あなたの隣は…(短編集)
「突然でビックリしたよね!ごめんね!いや、余りにも綺麗な栗色のフワフワした髪の毛だからさ!どうやって染めたら、俺みたいにキシキシにならないんだろうって…」
慌てる先輩とは違い、私は落ち着いていて、自分の髪の毛を改めてよく見た。
充分、痛んでると思うのだが…
「んー…女の子と男では髪質が違うのかなぁ?」
ジーッと見てくる先輩に、半分呆れてしまった。
「多分、先輩はサッカーやってる分、髪の毛が日焼けしてるんですよ。私は、絵とか本ばっかりですから。

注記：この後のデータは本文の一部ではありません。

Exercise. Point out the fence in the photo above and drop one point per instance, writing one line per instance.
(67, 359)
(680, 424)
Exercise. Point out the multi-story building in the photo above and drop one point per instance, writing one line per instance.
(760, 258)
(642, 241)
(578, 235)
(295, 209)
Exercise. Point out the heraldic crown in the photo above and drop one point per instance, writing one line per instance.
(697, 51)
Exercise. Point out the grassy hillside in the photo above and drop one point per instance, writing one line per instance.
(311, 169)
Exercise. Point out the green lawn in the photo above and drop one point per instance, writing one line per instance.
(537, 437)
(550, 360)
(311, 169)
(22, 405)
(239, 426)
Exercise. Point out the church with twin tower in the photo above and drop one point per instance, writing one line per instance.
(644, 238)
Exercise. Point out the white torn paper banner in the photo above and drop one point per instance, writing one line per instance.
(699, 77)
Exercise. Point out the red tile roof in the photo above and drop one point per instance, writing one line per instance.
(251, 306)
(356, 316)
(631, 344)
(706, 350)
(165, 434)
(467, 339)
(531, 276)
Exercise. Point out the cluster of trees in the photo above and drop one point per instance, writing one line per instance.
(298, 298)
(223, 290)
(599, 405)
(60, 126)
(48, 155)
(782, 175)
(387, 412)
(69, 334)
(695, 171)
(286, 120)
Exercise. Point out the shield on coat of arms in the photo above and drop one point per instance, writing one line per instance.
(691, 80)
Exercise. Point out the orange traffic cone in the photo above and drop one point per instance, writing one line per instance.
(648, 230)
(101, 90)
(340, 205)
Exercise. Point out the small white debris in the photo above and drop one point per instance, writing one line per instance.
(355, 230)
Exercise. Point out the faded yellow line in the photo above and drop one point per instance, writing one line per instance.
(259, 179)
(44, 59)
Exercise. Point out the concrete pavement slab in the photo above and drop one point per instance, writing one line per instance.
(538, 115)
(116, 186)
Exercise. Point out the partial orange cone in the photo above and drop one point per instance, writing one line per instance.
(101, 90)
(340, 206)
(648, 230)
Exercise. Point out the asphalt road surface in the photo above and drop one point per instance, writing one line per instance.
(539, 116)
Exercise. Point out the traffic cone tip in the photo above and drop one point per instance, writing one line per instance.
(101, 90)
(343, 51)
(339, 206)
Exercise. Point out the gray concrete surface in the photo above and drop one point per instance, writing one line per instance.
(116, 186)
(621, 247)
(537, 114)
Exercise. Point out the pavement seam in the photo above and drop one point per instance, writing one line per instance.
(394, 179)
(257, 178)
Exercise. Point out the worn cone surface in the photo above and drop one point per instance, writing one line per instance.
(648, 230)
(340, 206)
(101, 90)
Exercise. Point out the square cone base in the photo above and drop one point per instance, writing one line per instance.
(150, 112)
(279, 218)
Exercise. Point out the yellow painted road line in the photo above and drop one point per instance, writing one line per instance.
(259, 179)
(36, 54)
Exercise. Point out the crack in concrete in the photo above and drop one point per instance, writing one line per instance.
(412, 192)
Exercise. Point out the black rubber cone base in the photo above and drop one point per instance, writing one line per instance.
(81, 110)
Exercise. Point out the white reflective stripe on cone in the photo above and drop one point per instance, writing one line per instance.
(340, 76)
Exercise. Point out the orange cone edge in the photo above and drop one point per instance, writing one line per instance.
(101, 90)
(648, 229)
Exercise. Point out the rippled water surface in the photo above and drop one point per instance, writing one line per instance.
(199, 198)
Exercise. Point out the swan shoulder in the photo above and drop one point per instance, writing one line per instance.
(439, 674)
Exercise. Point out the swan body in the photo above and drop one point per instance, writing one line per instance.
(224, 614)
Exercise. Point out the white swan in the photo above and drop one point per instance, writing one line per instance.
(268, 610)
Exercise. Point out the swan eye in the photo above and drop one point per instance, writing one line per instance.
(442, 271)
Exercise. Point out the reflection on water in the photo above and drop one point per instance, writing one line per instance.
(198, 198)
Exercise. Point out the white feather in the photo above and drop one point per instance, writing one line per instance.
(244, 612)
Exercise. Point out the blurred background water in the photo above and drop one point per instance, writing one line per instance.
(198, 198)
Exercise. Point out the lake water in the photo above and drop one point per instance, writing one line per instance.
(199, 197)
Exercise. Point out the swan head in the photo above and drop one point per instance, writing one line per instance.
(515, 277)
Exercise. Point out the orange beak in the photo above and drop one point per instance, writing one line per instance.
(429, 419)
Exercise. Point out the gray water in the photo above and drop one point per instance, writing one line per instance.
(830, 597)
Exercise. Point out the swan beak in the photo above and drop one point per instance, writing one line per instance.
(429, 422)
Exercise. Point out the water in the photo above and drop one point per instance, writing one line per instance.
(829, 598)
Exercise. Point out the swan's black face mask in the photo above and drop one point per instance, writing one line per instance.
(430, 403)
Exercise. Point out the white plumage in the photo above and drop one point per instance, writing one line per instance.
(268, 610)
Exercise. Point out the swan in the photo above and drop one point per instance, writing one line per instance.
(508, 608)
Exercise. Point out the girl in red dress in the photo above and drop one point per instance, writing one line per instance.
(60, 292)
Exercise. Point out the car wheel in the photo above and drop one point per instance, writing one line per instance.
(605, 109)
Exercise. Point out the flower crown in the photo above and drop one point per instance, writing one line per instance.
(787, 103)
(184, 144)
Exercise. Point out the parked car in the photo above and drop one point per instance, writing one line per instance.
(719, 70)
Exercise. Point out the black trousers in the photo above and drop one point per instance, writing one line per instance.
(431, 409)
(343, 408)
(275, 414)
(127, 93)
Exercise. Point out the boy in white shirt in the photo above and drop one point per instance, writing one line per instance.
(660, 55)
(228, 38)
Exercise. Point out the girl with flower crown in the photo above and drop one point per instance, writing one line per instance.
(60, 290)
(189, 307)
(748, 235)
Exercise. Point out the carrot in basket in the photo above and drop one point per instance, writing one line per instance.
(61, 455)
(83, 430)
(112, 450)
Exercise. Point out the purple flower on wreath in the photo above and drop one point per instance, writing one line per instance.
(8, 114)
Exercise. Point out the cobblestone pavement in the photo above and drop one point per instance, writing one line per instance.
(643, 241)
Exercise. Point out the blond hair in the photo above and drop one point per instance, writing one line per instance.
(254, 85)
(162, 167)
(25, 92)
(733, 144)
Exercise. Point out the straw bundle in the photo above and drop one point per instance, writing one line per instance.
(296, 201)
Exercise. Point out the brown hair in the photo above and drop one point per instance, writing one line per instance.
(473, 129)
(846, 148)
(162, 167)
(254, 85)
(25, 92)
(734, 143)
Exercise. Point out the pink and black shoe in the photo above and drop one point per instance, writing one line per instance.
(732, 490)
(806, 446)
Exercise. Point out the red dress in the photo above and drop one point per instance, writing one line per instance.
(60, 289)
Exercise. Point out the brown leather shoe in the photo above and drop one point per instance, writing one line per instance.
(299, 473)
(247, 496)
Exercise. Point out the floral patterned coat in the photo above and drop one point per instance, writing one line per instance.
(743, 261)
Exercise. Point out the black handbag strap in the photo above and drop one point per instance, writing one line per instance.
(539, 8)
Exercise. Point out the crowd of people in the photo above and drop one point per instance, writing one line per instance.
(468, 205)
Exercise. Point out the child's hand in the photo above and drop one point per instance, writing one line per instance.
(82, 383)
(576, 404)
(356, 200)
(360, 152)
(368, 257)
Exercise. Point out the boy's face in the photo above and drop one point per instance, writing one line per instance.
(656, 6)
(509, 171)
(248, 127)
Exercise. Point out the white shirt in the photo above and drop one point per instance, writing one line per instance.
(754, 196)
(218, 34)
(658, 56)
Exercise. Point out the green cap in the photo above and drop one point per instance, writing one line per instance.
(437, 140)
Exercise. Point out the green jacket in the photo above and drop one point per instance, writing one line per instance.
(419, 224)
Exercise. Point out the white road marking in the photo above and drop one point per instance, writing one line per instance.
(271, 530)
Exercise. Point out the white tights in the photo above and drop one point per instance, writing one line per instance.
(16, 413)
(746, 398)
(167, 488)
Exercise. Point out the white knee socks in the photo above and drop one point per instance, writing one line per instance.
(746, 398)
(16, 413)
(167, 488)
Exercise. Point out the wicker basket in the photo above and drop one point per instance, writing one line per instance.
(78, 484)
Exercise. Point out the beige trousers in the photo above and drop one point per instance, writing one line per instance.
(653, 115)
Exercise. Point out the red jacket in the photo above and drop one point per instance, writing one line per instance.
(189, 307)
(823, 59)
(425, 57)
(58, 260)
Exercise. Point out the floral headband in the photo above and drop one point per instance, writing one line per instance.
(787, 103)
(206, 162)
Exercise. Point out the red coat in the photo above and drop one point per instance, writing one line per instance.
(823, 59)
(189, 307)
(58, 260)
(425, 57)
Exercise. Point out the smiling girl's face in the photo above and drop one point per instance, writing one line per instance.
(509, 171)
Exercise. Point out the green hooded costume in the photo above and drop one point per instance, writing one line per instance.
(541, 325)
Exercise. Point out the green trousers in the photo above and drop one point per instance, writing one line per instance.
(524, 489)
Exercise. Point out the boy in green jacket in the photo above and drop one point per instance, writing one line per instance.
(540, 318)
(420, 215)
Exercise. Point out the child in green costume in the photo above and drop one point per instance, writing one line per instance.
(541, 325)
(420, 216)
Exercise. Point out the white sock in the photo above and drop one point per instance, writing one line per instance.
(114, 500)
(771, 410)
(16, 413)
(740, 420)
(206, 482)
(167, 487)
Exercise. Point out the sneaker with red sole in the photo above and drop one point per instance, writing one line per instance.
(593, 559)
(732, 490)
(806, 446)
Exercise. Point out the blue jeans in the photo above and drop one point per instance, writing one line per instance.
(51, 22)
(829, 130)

」
私はキシキシだと言う先輩の髪に、試しに触ってみることにした。
耳元辺りにある髪を指先で触った。その瞬間、先輩の体はビクッとなって、くすぐったかったのかな?と思って顔をみようとしたら、勢いよく反らされた。
……なんだ、やっぱ遊びだったか。
嫌いなら嫌いって言えば良いのに。
先輩の頭は私の手から離れていて、行き場の無くなった手は、空気を触っていた。
「俺!用事思い出しちゃった!送ろうと思ってたんだけど、ごめんね。気をつけて帰ってね?バイバイ!!」
それだけ大声で言った先輩は、足早に屋上を出て行った。
先輩の髪の毛のサラサラした感触が、手に残っていた。